MADRID, 24 Dic. (OTR/PRESS) -
Cada vez me aburren más los que militan en contra de la Navidad. No estoy diciendo que a todo el mundo le tenga que gustar celebrar la Navidad, solo que hay quienes hacen de su disgusto una militancia que les lleva a mirar con suficiencia y desprecio a quienes no estamos en su bando.
Celebrar la Navidad no es obligatorio de manera que no entiendo tanta arrogancia y una autoconcedida supuesta "superioridad" por parte de quienes abominan de las fiestas navideñas.

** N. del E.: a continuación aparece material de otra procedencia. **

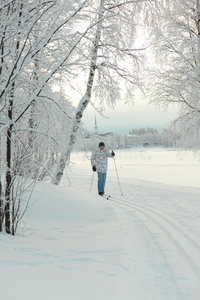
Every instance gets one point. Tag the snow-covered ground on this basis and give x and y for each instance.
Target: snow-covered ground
(76, 245)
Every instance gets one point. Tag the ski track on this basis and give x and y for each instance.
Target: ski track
(173, 247)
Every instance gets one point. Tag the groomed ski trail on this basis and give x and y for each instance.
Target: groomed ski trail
(157, 245)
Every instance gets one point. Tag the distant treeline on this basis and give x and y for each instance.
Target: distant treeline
(146, 137)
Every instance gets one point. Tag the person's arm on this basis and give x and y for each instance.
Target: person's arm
(112, 154)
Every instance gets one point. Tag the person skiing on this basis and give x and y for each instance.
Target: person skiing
(99, 162)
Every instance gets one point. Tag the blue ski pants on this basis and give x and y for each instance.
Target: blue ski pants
(101, 182)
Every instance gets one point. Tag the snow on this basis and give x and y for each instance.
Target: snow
(73, 244)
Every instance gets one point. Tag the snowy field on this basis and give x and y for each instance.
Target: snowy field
(76, 245)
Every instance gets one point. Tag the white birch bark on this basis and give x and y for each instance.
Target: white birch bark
(65, 156)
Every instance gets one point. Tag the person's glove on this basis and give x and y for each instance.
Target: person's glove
(112, 153)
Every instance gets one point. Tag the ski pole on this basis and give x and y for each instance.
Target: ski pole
(91, 182)
(118, 177)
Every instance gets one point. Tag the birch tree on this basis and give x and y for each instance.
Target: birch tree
(111, 44)
(28, 30)
(175, 73)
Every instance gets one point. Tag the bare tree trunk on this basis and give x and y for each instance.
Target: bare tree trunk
(8, 170)
(65, 156)
(33, 107)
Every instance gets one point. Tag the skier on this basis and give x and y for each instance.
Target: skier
(99, 162)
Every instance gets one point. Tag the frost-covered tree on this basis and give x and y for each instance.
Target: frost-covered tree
(31, 56)
(111, 61)
(175, 71)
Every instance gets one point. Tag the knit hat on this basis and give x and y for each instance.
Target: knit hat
(101, 144)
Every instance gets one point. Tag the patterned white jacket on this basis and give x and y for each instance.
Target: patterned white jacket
(99, 159)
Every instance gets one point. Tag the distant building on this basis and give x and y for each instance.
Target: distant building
(96, 131)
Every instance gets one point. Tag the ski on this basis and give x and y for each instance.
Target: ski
(107, 197)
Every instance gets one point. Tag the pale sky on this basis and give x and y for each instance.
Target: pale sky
(127, 117)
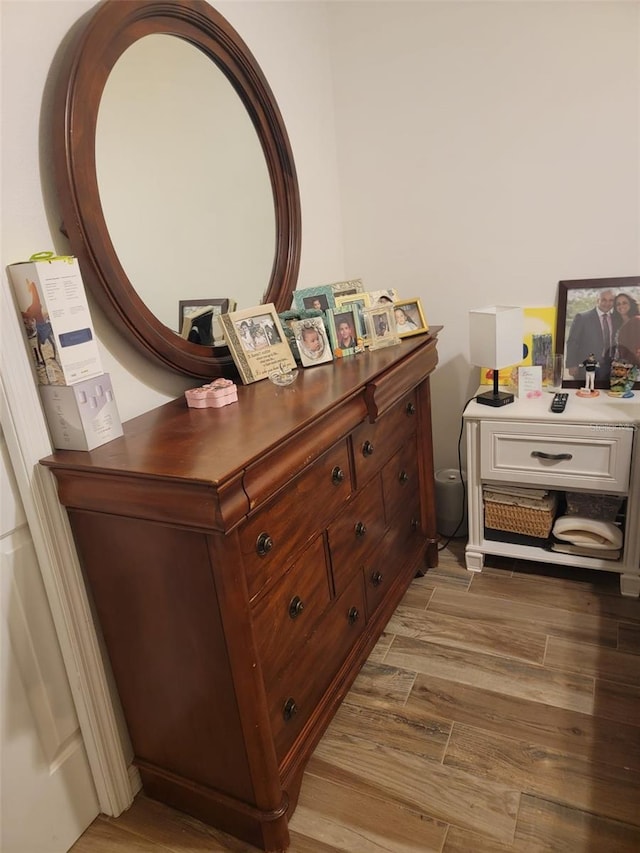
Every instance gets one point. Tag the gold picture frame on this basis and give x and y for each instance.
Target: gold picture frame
(257, 342)
(409, 317)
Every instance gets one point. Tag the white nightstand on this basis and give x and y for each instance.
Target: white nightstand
(592, 447)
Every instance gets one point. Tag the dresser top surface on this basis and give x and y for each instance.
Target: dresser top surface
(215, 444)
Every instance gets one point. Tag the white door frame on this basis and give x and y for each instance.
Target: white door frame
(28, 441)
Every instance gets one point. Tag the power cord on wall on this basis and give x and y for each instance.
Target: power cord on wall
(464, 487)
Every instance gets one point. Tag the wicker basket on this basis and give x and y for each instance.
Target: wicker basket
(526, 520)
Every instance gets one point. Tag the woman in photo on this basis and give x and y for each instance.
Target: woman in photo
(404, 323)
(312, 342)
(628, 334)
(346, 334)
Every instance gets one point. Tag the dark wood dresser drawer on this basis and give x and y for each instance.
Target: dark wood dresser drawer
(285, 619)
(400, 479)
(373, 443)
(299, 689)
(356, 532)
(278, 530)
(401, 544)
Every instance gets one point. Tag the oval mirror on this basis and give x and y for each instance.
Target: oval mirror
(241, 236)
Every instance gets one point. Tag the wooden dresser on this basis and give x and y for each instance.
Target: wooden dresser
(244, 561)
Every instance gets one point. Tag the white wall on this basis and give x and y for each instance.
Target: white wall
(289, 41)
(487, 150)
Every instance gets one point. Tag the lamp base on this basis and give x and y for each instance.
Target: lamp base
(495, 398)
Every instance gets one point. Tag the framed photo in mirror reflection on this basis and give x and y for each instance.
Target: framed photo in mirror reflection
(197, 320)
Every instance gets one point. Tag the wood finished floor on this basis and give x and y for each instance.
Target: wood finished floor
(499, 712)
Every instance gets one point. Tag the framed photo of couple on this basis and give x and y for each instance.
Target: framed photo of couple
(598, 318)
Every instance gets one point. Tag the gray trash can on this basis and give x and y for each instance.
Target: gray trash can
(451, 504)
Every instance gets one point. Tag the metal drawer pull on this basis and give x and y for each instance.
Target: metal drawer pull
(337, 476)
(290, 709)
(296, 606)
(264, 543)
(538, 454)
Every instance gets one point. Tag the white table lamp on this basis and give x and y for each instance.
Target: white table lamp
(495, 341)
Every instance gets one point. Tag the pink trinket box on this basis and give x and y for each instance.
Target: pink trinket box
(215, 394)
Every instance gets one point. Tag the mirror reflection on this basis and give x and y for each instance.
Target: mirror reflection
(186, 174)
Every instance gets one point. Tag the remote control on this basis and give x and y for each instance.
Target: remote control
(558, 403)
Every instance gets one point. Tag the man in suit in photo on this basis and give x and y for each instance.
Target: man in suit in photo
(593, 331)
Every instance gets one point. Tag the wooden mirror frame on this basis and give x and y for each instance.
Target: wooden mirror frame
(109, 31)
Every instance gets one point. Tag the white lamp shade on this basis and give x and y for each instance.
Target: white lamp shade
(496, 336)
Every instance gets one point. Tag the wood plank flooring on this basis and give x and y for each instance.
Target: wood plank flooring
(499, 712)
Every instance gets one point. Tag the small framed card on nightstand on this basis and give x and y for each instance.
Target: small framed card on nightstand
(529, 382)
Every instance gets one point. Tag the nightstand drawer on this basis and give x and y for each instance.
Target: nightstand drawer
(566, 456)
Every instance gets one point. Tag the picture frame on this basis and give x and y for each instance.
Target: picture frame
(200, 313)
(381, 326)
(578, 327)
(359, 301)
(257, 342)
(317, 298)
(409, 317)
(312, 341)
(343, 325)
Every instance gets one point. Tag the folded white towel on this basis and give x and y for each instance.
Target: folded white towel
(588, 531)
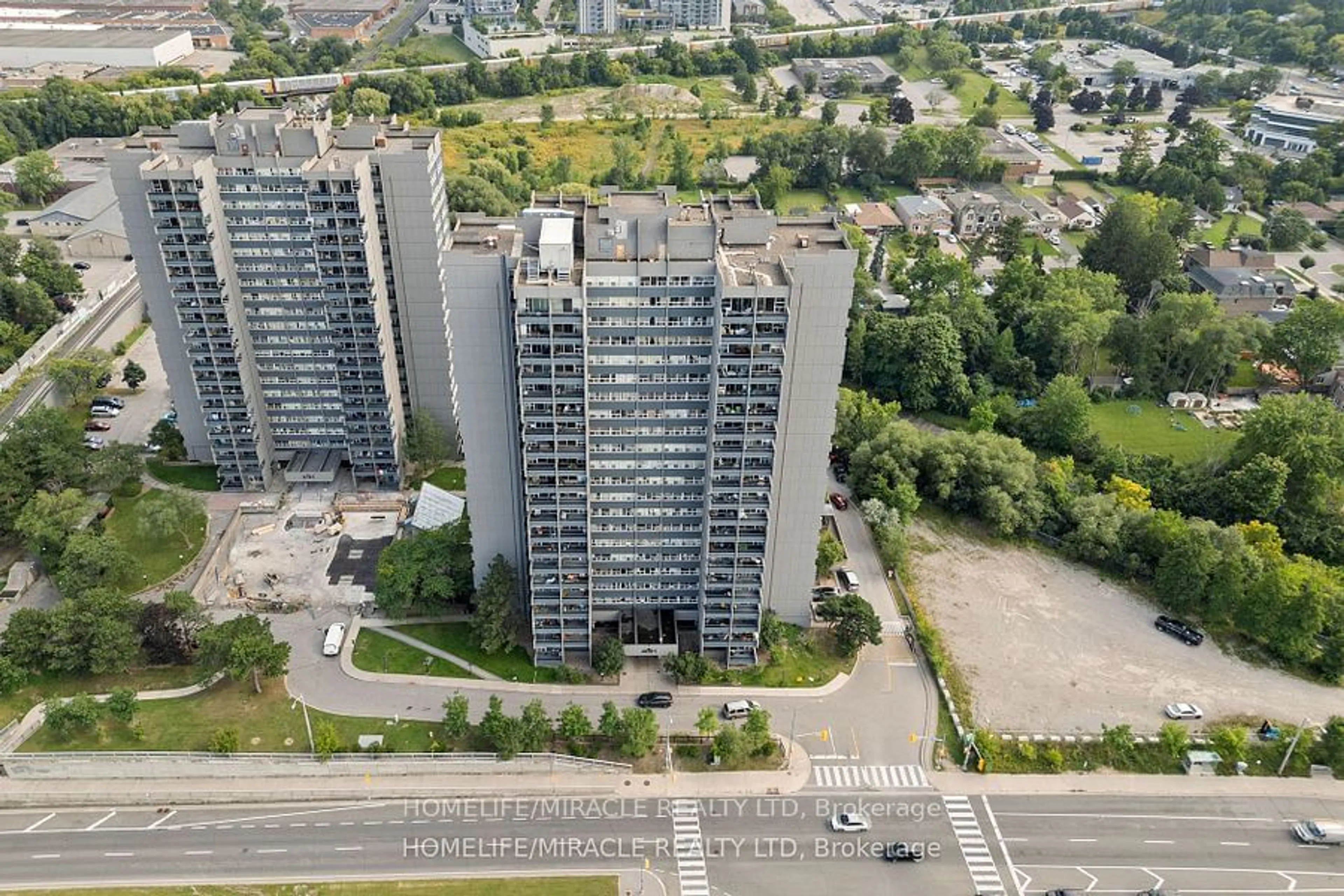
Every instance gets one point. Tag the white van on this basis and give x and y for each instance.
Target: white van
(847, 580)
(335, 637)
(740, 708)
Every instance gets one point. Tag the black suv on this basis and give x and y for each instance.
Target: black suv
(1179, 629)
(654, 700)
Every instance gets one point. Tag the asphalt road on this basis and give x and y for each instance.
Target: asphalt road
(740, 847)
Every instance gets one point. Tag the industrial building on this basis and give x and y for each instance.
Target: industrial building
(126, 48)
(647, 396)
(294, 274)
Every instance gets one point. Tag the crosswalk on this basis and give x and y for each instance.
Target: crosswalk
(869, 777)
(689, 847)
(975, 851)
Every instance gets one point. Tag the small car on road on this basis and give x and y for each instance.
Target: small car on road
(1182, 711)
(654, 700)
(850, 822)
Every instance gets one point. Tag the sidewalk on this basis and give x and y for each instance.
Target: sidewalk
(498, 686)
(971, 784)
(49, 792)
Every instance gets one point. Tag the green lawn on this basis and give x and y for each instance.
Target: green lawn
(45, 687)
(1152, 432)
(376, 652)
(457, 639)
(478, 887)
(271, 722)
(200, 477)
(160, 554)
(437, 48)
(1217, 233)
(452, 479)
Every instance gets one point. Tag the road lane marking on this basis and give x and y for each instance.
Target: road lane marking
(163, 820)
(101, 820)
(40, 824)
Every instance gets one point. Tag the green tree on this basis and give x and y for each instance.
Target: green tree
(427, 442)
(457, 722)
(245, 647)
(123, 703)
(37, 178)
(1287, 229)
(1061, 421)
(574, 723)
(78, 377)
(494, 618)
(89, 561)
(830, 553)
(134, 375)
(1308, 339)
(326, 741)
(854, 622)
(171, 511)
(48, 520)
(609, 657)
(537, 730)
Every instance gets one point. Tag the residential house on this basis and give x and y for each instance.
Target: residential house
(924, 214)
(975, 213)
(1077, 214)
(1242, 281)
(872, 218)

Sí, ya sé que el centro de Madrid, o de cualquier ciudad, se vuelve intransitable, y que los precios suben como la espuma y que se extiende una histeria consumista. Todo esto y más. Esa es una cara de la moneda, pero solo una. En la otra cara está que en estos días muchos hacemos el esfuerzo de reunirnos con personas a las que queremos pero que, por las circunstancias de la vida, no vemos habitualmente aunque residan en la misma ciudad.
También es el momento en que miembros de la familia "vuelven a casa", y esa vuelta a casa implica también una recuperación de la infancia, de aquellos momentos que permanecen en nuestra retina.
Y sí, son días en que se echa, y mucho, de menos a los que ya no están. Nuestros padres, abuelos, tíos, hermanos, amigos... Su ausencia duele. Duele mucho.
Para mí la Navidad engloba lo mejor de la infancia. Tiene olor y sabor y sobre todo risas. Las risas y los juegos compartidos con mis primos. El cariño siempre explícito con besos y abrazos de mis abuelos y de mis tíos. Los mimos y la mirada y la sonrisa siempre alegre de mi madre.
El olor del pavo que mi abuela Teresa empezaba a hornear desde por la mañana. A mis tías abrigándonos para ir a dar un paseo por el mercadillo de la Plaza Mayor, cediendo ante nuestra insistencia para comprar más pastores para el Belén. O como, cuando regresabamos del paseo, la abuela nos requería a los pequeños de la casa para que la ayudaremos a "poner" la mesa para la cena.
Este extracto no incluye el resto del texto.